Editor’s note: The author is partner, Pecinka-Ferri Associates, a foodservice equipment agent in New Jersey. The guest column is part of The Schechter Report and NRN’s content partnership, and the views do not necessarily reflect those of Nation’s Restaurant News.
Stay in this business long enough and you’ll end up speaking Kitchen-ese. For example:
“I need a grill.”
“A griddle or a char broiler?”
“Just a grill.”
“Upright, range-match, counter model or free-standing, flat-top or grate-top, what length, on casters or legs, cast radiants, cast grates, what grid spacing, chrome or cold roll steel, round or scround, grooved or flat, safety pilots, piezo or electronic ignition, gutter location, service shelves, overshelves, lower rack , char rocks, radiants, smoke box, electric, propane, natural gas, back shelf, with or without slip-on covers, side and back extensions, low profile, gas hose (how long?), oven base, storage base, refrigerator base?”
“A grill, just a standard grill.”
“Can you cook an egg on it?”
Each segment of our business has its own vernacular. At times, it seems as if we aren’t even speaking the same language – and usually we aren’t.
If you are not familiar the equipment jargon of one group, the parlance of another may resonate with you. The foodservice industry is anything but monolithic. The paths that each of us have taken are rich with both ethnic and culinary traditions. In spite of these differences, we do manage to communicate. Sort of.
One’s man’s “bain marie” is another’s “steam table;” yet, to someone else, the same equipment is a “refrigerated sandwich unit”. Is it a “salamander” (a curious term unto itself), a “cheese melter” or a “finishing oven?”
We all have “86’d” a menu item, but do we know where the term originated?
If we want a “speed rack,” is that something that holds “bun” (“sheet”) pans or liquor bottles? Is the fabricator’s “double overshelf” on a “chef’s line” (AKA a “front line”) a “pass” or a “window”? Is a “spatula” something that you use to decorate a cake or to turn burgers and pancakes? Is it a “stove” or a “range”?

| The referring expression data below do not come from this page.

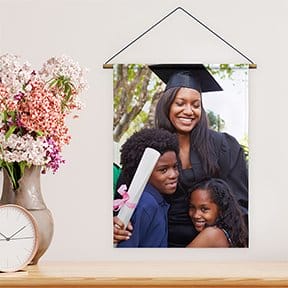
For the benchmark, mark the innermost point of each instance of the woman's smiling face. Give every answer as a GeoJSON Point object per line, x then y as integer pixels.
{"type": "Point", "coordinates": [202, 210]}
{"type": "Point", "coordinates": [185, 110]}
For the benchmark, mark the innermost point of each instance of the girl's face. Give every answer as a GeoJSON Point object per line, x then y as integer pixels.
{"type": "Point", "coordinates": [165, 173]}
{"type": "Point", "coordinates": [202, 210]}
{"type": "Point", "coordinates": [185, 110]}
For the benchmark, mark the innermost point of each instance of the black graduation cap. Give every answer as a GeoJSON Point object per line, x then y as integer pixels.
{"type": "Point", "coordinates": [194, 76]}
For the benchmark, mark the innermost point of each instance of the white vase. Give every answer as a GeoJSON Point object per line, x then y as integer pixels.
{"type": "Point", "coordinates": [29, 196]}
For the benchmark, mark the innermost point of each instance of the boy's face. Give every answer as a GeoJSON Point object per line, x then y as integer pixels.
{"type": "Point", "coordinates": [165, 174]}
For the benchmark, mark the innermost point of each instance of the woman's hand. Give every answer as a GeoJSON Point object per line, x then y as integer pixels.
{"type": "Point", "coordinates": [119, 233]}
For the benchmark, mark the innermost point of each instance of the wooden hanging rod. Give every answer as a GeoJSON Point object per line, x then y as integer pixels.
{"type": "Point", "coordinates": [110, 66]}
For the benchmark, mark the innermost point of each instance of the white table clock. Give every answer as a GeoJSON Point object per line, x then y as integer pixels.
{"type": "Point", "coordinates": [18, 238]}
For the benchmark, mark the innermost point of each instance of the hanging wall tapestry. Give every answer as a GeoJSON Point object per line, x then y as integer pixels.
{"type": "Point", "coordinates": [180, 155]}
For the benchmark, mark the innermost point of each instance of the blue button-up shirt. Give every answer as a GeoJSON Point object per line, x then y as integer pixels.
{"type": "Point", "coordinates": [149, 220]}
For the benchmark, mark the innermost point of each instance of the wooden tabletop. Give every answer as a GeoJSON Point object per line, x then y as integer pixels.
{"type": "Point", "coordinates": [149, 274]}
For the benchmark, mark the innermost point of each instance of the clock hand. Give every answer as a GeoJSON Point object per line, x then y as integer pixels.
{"type": "Point", "coordinates": [20, 238]}
{"type": "Point", "coordinates": [16, 233]}
{"type": "Point", "coordinates": [6, 238]}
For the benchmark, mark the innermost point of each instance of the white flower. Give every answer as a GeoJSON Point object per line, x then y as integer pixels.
{"type": "Point", "coordinates": [64, 66]}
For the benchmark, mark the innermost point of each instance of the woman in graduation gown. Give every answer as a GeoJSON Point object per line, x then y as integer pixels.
{"type": "Point", "coordinates": [203, 152]}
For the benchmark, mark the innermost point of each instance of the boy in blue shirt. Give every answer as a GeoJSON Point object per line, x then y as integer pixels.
{"type": "Point", "coordinates": [149, 220]}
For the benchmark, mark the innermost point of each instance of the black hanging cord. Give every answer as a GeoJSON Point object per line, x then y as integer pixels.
{"type": "Point", "coordinates": [162, 19]}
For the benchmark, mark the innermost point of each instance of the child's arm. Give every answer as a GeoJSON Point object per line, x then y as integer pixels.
{"type": "Point", "coordinates": [210, 237]}
{"type": "Point", "coordinates": [119, 233]}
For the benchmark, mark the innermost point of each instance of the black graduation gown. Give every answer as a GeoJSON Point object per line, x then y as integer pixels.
{"type": "Point", "coordinates": [233, 169]}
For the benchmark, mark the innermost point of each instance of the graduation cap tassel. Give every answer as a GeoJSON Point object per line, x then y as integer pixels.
{"type": "Point", "coordinates": [107, 65]}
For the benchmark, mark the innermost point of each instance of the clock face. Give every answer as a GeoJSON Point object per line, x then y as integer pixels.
{"type": "Point", "coordinates": [18, 238]}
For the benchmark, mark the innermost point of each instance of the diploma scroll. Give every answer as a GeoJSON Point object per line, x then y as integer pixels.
{"type": "Point", "coordinates": [138, 183]}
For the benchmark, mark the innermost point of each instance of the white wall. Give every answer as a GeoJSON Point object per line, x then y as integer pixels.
{"type": "Point", "coordinates": [91, 31]}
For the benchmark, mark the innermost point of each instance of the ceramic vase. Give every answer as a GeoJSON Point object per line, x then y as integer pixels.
{"type": "Point", "coordinates": [29, 196]}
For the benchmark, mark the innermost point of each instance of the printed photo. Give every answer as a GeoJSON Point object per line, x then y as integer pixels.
{"type": "Point", "coordinates": [180, 165]}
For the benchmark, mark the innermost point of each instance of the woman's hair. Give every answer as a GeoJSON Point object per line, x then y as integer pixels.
{"type": "Point", "coordinates": [133, 149]}
{"type": "Point", "coordinates": [230, 216]}
{"type": "Point", "coordinates": [199, 136]}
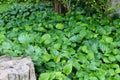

Even our descriptors can be misleading: “Standard,” a term that I’d encourage all of us to eliminate from our foodservice equipment vocabulary doesn’t exist. “Custom” carries the stigmas of being high-priced and un-returnable. “Modular” leaves us flat.
Then, there are those pesky culinary terms. Did you ever try to use them in a sentence? Let me take a stab at it:
Last night, just as I was playing my mandoline (in order to amuse bouche), a monkey dished out an offal lagniappe. Then Sirloin, a barista from the brigade, told me to grab-and-go. He was a real Jamaican Jerk. I didn’t relish the thought. In fact, I’d rather have eaten poisson. I knew that I’d mise en place. If only they’d given me one more chance to tocque the whetstone or the brix…
The boner that I made was to travel confit and not a la carte. It was icing out, and deglaze just slowed me down. I really should have enrobed, donned my china cap, saddled my veal and peeled like a pizza.
I needed to be whisked to sommelier else. How about sous?